Y entonces aparece Messi y esquiva a la defensa sin problemas con el balón pegado a la punta. Me gustaría verle salir de un vagón de la línea uno a las ocho de la mañana. Eso sí que es esquivar, Messi. Messi avanza, se prepara y lanza un golpe directo que parece trazado por el destino.
El balón avanza y da en el poste, con elegancia. Qué cosas. Con lo pequeño que es Messi y lo grande que es la portería. Parece que cada jugador del Barça hubiera recibido ese golpe en la cabeza porque apenas tienen tiempo de reaccionar. Soy capaz de sentir el temblor debajo de mis pies, y en mis manos. Mi corazón late con más fuerza, transmitiendo ese ritmo a los vasos de la cocina, que tiemblan, y a los platos, y a las tazas, y a los cuchillos, y a las cucharas, y al bote de arroz, y a la caja de cereales, y a las naranjas de la despensa, y a la bolsa de colines y a las llaves de la entrada.
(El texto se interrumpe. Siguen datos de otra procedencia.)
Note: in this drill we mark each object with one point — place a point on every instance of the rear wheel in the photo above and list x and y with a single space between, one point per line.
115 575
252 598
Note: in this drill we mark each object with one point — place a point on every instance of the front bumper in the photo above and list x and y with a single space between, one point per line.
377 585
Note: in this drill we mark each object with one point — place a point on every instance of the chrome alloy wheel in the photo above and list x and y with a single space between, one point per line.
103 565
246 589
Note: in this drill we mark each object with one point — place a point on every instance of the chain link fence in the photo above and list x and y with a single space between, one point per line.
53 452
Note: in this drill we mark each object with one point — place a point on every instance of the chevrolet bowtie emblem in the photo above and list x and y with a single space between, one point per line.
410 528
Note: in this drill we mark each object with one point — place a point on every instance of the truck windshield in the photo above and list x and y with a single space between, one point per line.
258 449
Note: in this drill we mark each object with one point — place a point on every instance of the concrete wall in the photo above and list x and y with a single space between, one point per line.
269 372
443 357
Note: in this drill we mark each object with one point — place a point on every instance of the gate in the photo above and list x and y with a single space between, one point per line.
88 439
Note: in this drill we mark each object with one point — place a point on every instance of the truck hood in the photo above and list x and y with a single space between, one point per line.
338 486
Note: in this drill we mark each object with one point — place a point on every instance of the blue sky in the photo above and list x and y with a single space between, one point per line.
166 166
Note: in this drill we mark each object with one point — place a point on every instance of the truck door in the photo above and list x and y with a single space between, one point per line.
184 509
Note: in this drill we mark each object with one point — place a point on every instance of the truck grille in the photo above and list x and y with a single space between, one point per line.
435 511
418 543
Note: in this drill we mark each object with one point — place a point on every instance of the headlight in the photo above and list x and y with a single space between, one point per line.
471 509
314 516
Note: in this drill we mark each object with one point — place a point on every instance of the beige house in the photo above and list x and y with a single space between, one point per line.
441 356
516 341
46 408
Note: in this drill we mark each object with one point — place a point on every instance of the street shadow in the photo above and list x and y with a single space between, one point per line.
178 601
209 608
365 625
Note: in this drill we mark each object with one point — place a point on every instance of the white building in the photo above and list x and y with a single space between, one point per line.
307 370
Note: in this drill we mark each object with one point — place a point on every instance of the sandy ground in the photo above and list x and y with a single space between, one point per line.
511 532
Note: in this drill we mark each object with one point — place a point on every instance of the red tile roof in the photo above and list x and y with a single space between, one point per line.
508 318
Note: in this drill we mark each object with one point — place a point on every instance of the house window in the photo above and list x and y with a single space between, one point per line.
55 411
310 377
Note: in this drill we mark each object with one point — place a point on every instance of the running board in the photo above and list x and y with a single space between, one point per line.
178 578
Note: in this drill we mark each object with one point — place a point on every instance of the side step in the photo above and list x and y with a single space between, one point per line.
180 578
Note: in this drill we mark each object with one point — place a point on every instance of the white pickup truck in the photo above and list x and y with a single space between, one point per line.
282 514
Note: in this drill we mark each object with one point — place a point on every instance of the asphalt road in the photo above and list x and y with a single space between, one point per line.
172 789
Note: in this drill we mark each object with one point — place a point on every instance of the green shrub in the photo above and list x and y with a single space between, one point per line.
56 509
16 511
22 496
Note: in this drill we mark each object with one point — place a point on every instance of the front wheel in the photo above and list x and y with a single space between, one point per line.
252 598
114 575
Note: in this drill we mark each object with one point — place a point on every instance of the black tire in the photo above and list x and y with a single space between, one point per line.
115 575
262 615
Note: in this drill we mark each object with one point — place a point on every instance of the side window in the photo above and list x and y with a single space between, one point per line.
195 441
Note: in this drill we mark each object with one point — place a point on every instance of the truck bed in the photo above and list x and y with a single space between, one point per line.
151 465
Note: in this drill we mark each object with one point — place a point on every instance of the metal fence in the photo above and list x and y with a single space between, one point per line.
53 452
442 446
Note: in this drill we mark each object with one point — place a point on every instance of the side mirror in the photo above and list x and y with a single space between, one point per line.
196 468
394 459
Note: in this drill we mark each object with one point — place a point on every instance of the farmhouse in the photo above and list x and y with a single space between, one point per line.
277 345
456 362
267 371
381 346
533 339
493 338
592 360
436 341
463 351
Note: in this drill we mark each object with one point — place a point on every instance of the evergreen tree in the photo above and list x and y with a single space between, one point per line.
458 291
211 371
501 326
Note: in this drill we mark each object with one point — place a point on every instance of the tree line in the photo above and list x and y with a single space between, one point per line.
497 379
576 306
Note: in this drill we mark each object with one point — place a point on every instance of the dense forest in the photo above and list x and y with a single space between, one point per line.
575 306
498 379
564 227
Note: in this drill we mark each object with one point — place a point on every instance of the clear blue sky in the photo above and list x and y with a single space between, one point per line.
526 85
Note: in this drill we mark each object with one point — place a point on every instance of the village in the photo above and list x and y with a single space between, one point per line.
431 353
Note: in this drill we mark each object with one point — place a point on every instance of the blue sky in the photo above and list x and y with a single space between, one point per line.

La intensidad aumenta hasta que el árbitro marca el final del partido. Esa señal hace que todo cese de repente y la casa vuelva a ser más sólida. Pero es un silencio ficticio, como el que provocan los animales antes de que llegue el tsunami.
El tsunami se acerca con fuerza y antes de que rompa, hago dos cosas. La primera es darme cuenta de que, además de nosotros dos, hay alguien más alrededor, que la eternidad sin arrugas debe ser difícil y todos necesitamos emociones. La segunda, darle gracias a Messi por estrellar ese balón en el palo.
Dar gracias a Messi, quién me lo iba a decir.
A nadie le sale todo bien y !siempre!...esperemos que siga la racha..jejeje.